我们微调 GPT-2 以基于 IMDB 数据集生成积极的电影评论。该模型会接收真实评论的开头部分,并需要生成积极的后续内容。为了奖励积极的后续内容,我们使用 BERT 分类器来分析生成句子的情感,并将分类器的输出作为 PPO 训练的奖励信号。
实验设置
下载模型和数据
数据集
export HF_ENDPOINT=https://hf-mirror.com; huggingface-cli download --resume-download stanfordnlp/imdb --local-dir dataset/imdb --repo-type dataset
参考模型
export HF_ENDPOINT=https://hf-mirror.com; huggingface-cli download --resume-download lvwerra/gpt2-imdb --local-dir model/gpt2-imdb
奖励模型
export HF_ENDPOINT=https://hf-mirror.com; huggingface-cli download --resume-download lvwerra/distilbert-imdb --local-dir model/distilbert-imdb
导入依赖项
# %pip install -r requirements.txt
# import os
# os.environ['CUDA_VISIBLE_DEVICES'] = '7'
import torch
from tqdm import tqdm
import pandas as pd
tqdm.pandas()
from transformers import pipeline, AutoTokenizer
from datasets import load_dataset
from trl import PPOTrainer, PPOConfig, AutoModelForCausalLMWithValueHead
from trl.core import LengthSampler
配置
config = PPOConfig(
model_name="model/gpt2-imdb",
learning_rate=1.41e-5,
log_with="wandb",
)
sent_kwargs = {"top_k": None, "function_to_apply": "none", "batch_size": 16}
import wandb
wandb.init()
你可以看到我们加载了一个名为 gpt2_imdb 的 GPT-2 模型。该模型在 IMDB 数据集上额外微调了 1 个 epoch,使用的是 Hugging Face 的脚本(无特殊设置)。其余参数主要取自原始论文《Fine-Tuning Language Models from Human Preferences》。该模型以及 BERT 模型均可在 Hugging Face 的模型库中获取,具体链接在这里。
加载数据和模型
加载 IMDB 数据集
IMDB 数据集包含了 50,000 条电影评论,并标注了“积极”/“消极”的情感反馈。我们将 IMDB 数据集加载到一个 DataFrame 中,并筛选出至少 200 个字符的评论。然后,我们对每条文本进行分词,并使用 LengthSampler 将其随机截断为指定长度。
def build_dataset(
config,
dataset_name="dataset/imdb",
input_min_text_length=2,
input_max_text_length=8,
):
"""
Build dataset for training.

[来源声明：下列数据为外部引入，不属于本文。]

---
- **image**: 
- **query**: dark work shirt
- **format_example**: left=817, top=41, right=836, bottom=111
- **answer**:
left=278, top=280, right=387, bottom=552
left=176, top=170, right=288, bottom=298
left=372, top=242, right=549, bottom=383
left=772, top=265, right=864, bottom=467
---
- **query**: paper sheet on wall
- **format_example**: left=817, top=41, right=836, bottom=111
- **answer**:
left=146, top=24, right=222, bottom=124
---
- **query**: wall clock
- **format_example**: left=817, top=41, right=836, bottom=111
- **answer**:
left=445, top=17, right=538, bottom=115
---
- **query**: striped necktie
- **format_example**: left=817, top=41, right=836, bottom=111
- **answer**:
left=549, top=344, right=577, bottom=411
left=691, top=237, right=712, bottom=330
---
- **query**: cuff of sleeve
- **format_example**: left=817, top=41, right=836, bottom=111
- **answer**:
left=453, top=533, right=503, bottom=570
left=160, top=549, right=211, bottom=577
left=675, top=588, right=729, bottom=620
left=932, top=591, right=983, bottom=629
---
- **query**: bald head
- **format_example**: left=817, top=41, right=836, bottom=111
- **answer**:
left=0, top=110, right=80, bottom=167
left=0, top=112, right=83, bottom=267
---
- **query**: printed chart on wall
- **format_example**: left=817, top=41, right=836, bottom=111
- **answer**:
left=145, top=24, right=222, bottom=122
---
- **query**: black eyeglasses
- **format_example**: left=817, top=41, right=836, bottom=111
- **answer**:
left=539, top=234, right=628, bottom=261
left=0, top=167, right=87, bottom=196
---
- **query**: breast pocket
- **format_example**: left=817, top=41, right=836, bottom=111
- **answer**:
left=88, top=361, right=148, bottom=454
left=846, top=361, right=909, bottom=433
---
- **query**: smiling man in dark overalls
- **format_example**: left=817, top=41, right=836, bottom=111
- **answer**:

This builds the dataset from `load_dataset`, one should
customize this function to train the model on its own dataset.
Args:
dataset_name (`str`):
The name of the dataset to be loaded.
Returns:
dataloader (`torch.utils.data.DataLoader`):
The dataloader for the dataset.
"""
tokenizer = AutoTokenizer.from_pretrained(config.model_name)
tokenizer.pad_token = tokenizer.eos_token
# load imdb with datasets
ds = load_dataset(dataset_name, split="train")
ds = ds.rename_columns({"text": "review"})
ds = ds.filter(lambda x: len(x["review"]) > 200, batched=False)
input_size = LengthSampler(input_min_text_length, input_max_text_length)
def tokenize(sample):
sample["input_ids"] = tokenizer.encode(sample["review"])[: input_size()]
sample["query"] = tokenizer.decode(sample["input_ids"])
return sample
ds = ds.map(tokenize, batched=False)
ds.set_format(type="torch")
return ds
dataset = build_dataset(config)
def collator(data):
return dict((key, [d[key] for d in data]) for key in data[0])
加载预训练的 GPT2 语言模型
我们加载带有值头(value head)的 GPT2 模型和分词器。我们加载了两次模型;第一个模型用于优化,而第二个模型作为参考,用于计算与初始点的 KL 散度(KL-divergence)。这在 PPO 训练中作为额外的奖励信号,以确保优化后的模型不会偏离原始语言模型太远。
model = AutoModelForCausalLMWithValueHead.from_pretrained(config.model_name)
ref_model = AutoModelForCausalLMWithValueHead.from_pretrained(config.model_name)
tokenizer = AutoTokenizer.from_pretrained(config.model_name)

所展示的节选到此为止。